Valter Lemos
A MAMA E A AGENDA POLÍTICA
Não sei se a ministra Maria do Rosário Palma Ramalho deu de mamar às suas duas filhas e durante quanto tempo. Mas sei que parece um pouco estúpido diminuir os direitos e condições de maternidade e paternidade num país que tem uma das mais baixas taxas de natalidade do mundo.
Para justificar tais medidas a ministra utilizou a tática do costume: fazer ressaltar os casos menos próprios ou injustificados e generalizar como se esses fossem a regra. É a tática habitual do Chega sobre a emigração ou o rendimento mínimo. Mas isso funciona bem com o eleitorado próprio daquele partido, mas não é tão eficiente com eleitores politicamente mais informados ou estruturados em que o sentido de justiça social está mais fundado numa matriz cristã, liberal ou social-democrata e menos na mera inveja social.
É óbvio que parece até ridículo que haja amamentação até à idade escolar, mas também é óbvio que tais casos são residuais e a ministra, que é professora catedrática de direito, devia abster-se de usar tal exemplo como se o mesmo representasse a generalidade das situações.
O que verdadeiramente está em causa é se os direitos associados à condição de maternidade devem ser mantidos, ampliados ou diminuídos. E a ministra parece querer que sejam diminuídos, mas na ausência de uma razão justa ou de um objetivo social relevante, tenta justificar essa medida com a tática do exemplo excecional assumido como geral.

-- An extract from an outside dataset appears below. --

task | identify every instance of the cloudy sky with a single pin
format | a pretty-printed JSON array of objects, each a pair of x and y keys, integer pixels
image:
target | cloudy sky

O atual governo tem mostrado vontade de diminuir os direitos sociais e políticos dos trabalhadores em geral, mas é um pouco surpreendente que seja uma mulher a querer cercear direitos associados à maternidade e é ainda mais surpreendente que seja esse o sentido da política dos direitos sociais e laborais em Portugal. O país tem uma taxa de fertilidade (1,43 filhos por mulher) abaixo da média europeia (1,46) e que teve uma ligeira subida nos últimos anos devido aos imigrantes, senão seria muito pior (já chegou a ser de cerca de 1,2). Todos os estudos da OCDE e da UE mostram que as principais causas de tal situação têm que ver com falta de direitos e condições socias dos jovens casais, quer no respeitante às condições de maternidade e paternidade, quer na compatibilização das condições laborais com as condições familiares, quer os fracos apoios à família e à habitação, apesar do passo importante, mas insuficiente, dado pelo último governo do PS e também algumas camaras municipais, como a de Castelo Branco, com a gratuitidade das creches e do pré-escolar.

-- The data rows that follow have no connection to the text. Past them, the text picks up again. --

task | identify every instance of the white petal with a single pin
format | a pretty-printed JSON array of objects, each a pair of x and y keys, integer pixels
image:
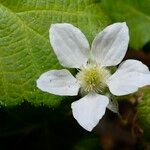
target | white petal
[
  {"x": 130, "y": 76},
  {"x": 69, "y": 44},
  {"x": 110, "y": 45},
  {"x": 58, "y": 82},
  {"x": 89, "y": 110}
]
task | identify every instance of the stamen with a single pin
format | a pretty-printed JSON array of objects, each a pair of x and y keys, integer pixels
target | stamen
[{"x": 93, "y": 78}]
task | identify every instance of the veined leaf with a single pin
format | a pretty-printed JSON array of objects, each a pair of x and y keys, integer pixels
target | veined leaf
[
  {"x": 137, "y": 15},
  {"x": 25, "y": 51}
]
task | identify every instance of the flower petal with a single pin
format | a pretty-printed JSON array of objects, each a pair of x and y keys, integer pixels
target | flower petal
[
  {"x": 130, "y": 76},
  {"x": 110, "y": 45},
  {"x": 89, "y": 110},
  {"x": 69, "y": 44},
  {"x": 58, "y": 82}
]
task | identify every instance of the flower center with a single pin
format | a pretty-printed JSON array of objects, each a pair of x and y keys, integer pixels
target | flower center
[{"x": 93, "y": 78}]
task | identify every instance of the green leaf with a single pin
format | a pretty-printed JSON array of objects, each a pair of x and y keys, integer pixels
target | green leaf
[
  {"x": 144, "y": 112},
  {"x": 137, "y": 15},
  {"x": 25, "y": 51}
]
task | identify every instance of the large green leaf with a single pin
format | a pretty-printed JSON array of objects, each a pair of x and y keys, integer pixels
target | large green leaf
[
  {"x": 144, "y": 113},
  {"x": 25, "y": 51},
  {"x": 137, "y": 15}
]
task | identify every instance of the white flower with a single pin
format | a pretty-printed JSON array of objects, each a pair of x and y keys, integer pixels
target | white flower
[{"x": 94, "y": 78}]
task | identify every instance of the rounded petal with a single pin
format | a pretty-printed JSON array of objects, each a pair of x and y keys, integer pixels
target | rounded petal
[
  {"x": 110, "y": 45},
  {"x": 58, "y": 82},
  {"x": 130, "y": 76},
  {"x": 89, "y": 110},
  {"x": 69, "y": 44}
]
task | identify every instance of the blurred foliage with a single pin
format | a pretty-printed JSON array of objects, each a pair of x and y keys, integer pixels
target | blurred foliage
[
  {"x": 25, "y": 53},
  {"x": 137, "y": 15},
  {"x": 144, "y": 112}
]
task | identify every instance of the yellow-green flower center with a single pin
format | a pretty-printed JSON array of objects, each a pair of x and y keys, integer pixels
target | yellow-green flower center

Por tudo isso seria aconselhável revisitar os direitos e condições de maternidade e paternidade, mas não no sentido de piorar as condições laborais, mas de ajustar essas condições às necessidades de melhoria da adequação com as condições familiares e sociais melhorando as condições dos jovens casais e estimular o aumento da natalidade. Era o que seria de esperar do Governo, tanto mais que que tais objetivos se enquadram numa orientação democrata-cristã e social-democrata que pressupostamente seria seguida pela atual governação.

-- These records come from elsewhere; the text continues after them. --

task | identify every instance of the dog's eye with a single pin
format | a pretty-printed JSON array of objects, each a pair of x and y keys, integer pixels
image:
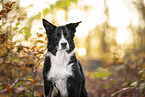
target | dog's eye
[
  {"x": 67, "y": 35},
  {"x": 55, "y": 36}
]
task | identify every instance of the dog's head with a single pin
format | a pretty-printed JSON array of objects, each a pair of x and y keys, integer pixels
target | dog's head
[{"x": 61, "y": 37}]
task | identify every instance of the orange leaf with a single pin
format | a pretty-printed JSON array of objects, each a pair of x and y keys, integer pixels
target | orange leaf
[
  {"x": 26, "y": 47},
  {"x": 7, "y": 87},
  {"x": 40, "y": 41},
  {"x": 32, "y": 82},
  {"x": 33, "y": 47}
]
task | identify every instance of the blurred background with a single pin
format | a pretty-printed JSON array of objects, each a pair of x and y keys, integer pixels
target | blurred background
[{"x": 110, "y": 43}]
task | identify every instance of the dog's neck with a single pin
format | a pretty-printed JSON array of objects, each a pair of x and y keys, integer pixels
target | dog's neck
[{"x": 61, "y": 56}]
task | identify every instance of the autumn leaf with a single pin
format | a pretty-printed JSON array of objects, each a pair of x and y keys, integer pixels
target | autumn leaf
[
  {"x": 32, "y": 82},
  {"x": 40, "y": 41},
  {"x": 39, "y": 35}
]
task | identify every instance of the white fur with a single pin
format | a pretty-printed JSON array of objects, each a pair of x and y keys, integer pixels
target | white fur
[
  {"x": 62, "y": 40},
  {"x": 60, "y": 70}
]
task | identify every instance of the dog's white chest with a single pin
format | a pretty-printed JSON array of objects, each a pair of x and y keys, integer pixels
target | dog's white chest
[{"x": 60, "y": 70}]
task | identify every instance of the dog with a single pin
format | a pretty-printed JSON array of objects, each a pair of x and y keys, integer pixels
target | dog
[{"x": 61, "y": 68}]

Assim, não pode deixar de parecer estranha e até estúpida uma política de ataque às condições de maternidade num país que tem necessidade e interesse em aumentar as taxas de fertilidade e de natalidade. Mas o governo parece mostrar uma grande vontade de fazer política mais centrada em capturar eleitorado ultraliberal e chegano do que em seguir uma agenda própria talvez menos estridente, mas mais racional e eficaz na resolução dos problemas do país.